24 de Maio de 2023, por Regina Coelho

Fui uma das mais de 50 mil pessoas presentes no Mineirão no último 26 de março para assistir ao show do Skank, o último da carreira vitoriosa do quarteto, agora desfeito. Juntei-me ao grande coral de vozes afiadas e nem tão afinadas, em certos momentos, ao cantar os maiores hits da banda mineira. “Vou deixar a vida me levar pra onde ela quiser. Estou no meu lugar, você já sabe onde é. Não conte o tempo por nós dois, pois a qualquer hora posso estar de volta, depois que a noite terminar...” Vi muita gente reunida em grupos de amigos. Ou turmas formadas, aparentemente, por gerações de pais, avós e netos em alegres reuniões embaladas pelas músicas dos artistas mineiros, em despedida à altura do trabalho desenvolvido por eles ao longo de seus 32 anos de carreira. E se teve o Garota Nacional, um dos primeiros e grandes sucessos de Samuel Rosa e companhia, não poderiam faltar, é claro, os fãs declaradamente apaixonados, uma legião deles, a maioria vestida com camisetas alusivas ao evento, ostentando bandanas, faixas, cartazes e canecas idem. Posicionados, evidentemente, na fila do gargarejo, pois fãs de carteirinha só admitem ficar bem perto dos seus ídolos, bem na frente, ainda que levantando o pescoço pela pouca distância do palco, os fanáticos pelo Skank fizeram um espetáculo à parte. Indefectíveis eles! E mesmo os desacompanhados ou em duplas foram só curtição naquelas três horas de uma noite única.

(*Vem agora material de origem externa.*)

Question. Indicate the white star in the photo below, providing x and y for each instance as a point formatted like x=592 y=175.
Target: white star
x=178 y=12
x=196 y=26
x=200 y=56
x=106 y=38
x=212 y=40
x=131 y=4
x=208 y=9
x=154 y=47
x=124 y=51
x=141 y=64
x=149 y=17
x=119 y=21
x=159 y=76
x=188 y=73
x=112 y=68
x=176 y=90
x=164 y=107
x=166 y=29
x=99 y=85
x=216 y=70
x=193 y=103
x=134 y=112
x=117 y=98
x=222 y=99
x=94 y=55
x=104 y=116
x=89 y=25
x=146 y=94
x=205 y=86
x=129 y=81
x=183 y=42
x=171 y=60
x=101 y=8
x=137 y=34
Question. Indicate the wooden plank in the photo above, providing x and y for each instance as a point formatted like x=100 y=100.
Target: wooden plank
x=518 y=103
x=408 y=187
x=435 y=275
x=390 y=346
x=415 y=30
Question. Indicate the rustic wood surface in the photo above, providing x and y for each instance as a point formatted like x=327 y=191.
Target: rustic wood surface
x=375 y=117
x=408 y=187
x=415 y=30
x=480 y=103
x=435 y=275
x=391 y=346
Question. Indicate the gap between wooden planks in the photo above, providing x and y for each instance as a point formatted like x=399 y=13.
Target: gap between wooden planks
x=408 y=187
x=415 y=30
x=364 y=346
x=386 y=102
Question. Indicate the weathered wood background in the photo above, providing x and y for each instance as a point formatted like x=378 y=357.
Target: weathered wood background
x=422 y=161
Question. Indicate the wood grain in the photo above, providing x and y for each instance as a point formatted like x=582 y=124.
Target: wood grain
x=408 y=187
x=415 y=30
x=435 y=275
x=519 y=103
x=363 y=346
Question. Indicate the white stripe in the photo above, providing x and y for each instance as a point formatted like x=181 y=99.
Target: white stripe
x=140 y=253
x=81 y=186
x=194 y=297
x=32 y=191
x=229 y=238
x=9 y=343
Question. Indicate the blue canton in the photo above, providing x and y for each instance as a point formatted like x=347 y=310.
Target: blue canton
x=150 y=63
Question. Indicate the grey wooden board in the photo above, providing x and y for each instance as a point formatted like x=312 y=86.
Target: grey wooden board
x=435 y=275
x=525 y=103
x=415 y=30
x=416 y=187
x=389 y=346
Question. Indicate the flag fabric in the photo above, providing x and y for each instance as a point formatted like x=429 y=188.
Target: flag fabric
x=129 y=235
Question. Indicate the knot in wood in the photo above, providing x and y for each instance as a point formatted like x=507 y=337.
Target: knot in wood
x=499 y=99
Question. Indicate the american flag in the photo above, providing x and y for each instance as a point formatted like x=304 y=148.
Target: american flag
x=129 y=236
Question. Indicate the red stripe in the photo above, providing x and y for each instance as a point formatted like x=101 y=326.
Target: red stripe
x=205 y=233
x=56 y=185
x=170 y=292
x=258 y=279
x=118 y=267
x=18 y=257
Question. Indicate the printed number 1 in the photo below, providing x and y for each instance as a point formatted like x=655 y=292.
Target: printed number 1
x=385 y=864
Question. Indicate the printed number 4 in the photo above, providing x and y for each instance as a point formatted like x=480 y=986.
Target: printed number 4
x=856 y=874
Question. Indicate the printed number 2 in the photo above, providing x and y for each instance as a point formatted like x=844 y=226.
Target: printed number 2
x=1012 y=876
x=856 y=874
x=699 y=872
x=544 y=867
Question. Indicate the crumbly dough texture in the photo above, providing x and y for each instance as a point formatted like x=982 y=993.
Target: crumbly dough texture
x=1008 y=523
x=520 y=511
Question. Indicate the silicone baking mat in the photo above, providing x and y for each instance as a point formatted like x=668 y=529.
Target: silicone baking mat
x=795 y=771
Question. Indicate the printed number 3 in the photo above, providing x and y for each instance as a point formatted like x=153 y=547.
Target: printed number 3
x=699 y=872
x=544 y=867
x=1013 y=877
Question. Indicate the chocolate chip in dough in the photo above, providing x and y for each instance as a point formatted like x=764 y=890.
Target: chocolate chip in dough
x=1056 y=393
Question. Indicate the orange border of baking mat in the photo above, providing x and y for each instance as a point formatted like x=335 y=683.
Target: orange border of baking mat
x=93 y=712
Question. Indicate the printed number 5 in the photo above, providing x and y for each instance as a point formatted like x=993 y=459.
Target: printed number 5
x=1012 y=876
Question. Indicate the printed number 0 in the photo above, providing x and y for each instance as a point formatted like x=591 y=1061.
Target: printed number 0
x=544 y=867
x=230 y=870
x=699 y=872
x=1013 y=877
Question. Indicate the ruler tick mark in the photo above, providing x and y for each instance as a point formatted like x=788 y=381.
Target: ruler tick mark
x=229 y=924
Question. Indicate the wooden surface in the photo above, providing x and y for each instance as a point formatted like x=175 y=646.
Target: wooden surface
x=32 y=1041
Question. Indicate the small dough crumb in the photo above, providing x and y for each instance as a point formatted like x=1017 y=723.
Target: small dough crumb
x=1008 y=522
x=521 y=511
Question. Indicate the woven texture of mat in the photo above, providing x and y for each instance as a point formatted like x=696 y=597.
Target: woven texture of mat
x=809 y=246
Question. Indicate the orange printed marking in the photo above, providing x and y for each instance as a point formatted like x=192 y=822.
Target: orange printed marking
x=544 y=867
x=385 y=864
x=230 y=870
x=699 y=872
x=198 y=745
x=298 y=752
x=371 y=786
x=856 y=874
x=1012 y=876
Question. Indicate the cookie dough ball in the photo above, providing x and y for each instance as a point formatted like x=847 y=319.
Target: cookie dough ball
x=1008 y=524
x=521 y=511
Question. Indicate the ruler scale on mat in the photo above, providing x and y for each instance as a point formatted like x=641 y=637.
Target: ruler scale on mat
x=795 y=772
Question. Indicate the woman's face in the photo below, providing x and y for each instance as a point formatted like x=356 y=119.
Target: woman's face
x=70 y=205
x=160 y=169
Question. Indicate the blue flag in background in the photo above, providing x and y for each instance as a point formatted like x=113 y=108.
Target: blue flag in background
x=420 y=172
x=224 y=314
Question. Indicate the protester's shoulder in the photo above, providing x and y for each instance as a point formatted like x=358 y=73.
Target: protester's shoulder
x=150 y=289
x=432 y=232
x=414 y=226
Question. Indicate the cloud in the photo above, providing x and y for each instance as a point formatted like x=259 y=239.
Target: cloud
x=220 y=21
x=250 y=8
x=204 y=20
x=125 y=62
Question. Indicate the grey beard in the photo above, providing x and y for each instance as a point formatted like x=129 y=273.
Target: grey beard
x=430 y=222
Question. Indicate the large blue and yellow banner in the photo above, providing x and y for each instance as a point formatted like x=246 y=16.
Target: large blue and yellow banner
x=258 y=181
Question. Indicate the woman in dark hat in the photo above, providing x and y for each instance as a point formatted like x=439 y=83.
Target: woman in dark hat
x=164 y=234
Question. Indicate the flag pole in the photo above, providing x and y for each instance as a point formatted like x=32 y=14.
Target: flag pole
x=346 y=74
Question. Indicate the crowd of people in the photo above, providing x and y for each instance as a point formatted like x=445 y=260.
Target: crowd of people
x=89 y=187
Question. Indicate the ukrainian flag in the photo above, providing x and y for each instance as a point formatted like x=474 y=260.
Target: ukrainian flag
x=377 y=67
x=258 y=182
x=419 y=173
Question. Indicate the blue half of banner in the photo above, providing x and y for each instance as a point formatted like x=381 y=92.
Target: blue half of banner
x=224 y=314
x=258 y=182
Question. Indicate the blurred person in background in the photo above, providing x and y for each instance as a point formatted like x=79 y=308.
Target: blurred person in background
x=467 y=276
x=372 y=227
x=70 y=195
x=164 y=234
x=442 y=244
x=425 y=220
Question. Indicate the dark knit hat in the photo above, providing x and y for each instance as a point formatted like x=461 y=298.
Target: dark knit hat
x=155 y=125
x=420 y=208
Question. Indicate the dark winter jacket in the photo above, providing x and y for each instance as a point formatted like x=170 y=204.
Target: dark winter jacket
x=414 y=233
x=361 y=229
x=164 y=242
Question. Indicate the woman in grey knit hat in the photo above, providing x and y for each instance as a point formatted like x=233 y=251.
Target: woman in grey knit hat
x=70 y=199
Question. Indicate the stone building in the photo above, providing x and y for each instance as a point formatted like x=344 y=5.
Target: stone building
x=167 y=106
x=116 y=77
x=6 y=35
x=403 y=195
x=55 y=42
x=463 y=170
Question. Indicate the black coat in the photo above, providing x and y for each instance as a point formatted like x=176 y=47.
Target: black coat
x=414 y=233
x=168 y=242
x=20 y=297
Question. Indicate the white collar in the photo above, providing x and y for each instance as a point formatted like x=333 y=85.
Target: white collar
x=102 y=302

Com a emoção e a animação correndo soltas e ao mesmo tempo misturadas, foi difícil segurar as lágrimas quando, sinalizando o que seria o início do fim do show, Henrique, Lelo, Haroldo e Samuel saíram momentaneamente de cena. “Eu não vou embora não! Eu não vou embora não!!”, essa foi a manifestação da plateia num grito uníssono diante do cenário principal vazio. Como resposta em forma de surpresa para quase todos, trazida pelos quatro integrantes do grupo, eis que surgiu para um público em delírio a figura impagável e emblemática de Milton Nascimento, homenageante e homenageado, marcando ainda mais aquele momento já histórico simplesmente por estar ali presente. Mas Bituca, mesmo fragilizado fisicamente, cantou e, pelos poucos minutos em que esteve diante do público, roubou o protagonismo dos donos da festa. “Sem mais eu fico onde estou. Prefiro continuar distante. Em paz eu digo que eu sou o antigo do que vai adiante...”

Em novembro de 2022, também no Mineirão, Milton já havia feito a sua despedida dos palcos. Seguindo caminho parecido, os rapazes do Skank, porém, radicalizaram, pois, com o perdão do trocadilho, pediram a Saideira, desfizeram-se como conjunto, seguindo cada um o seu caminho. Mas, como a saideira do bar quase nunca é o último copo de chope ou a última cerveja da noite, bom seria que esse desconforto pelo fim da banda responsável por parte da trilha sonora da vida de tanta gente fosse também apenas a primeira saideira. Um até logo talvez.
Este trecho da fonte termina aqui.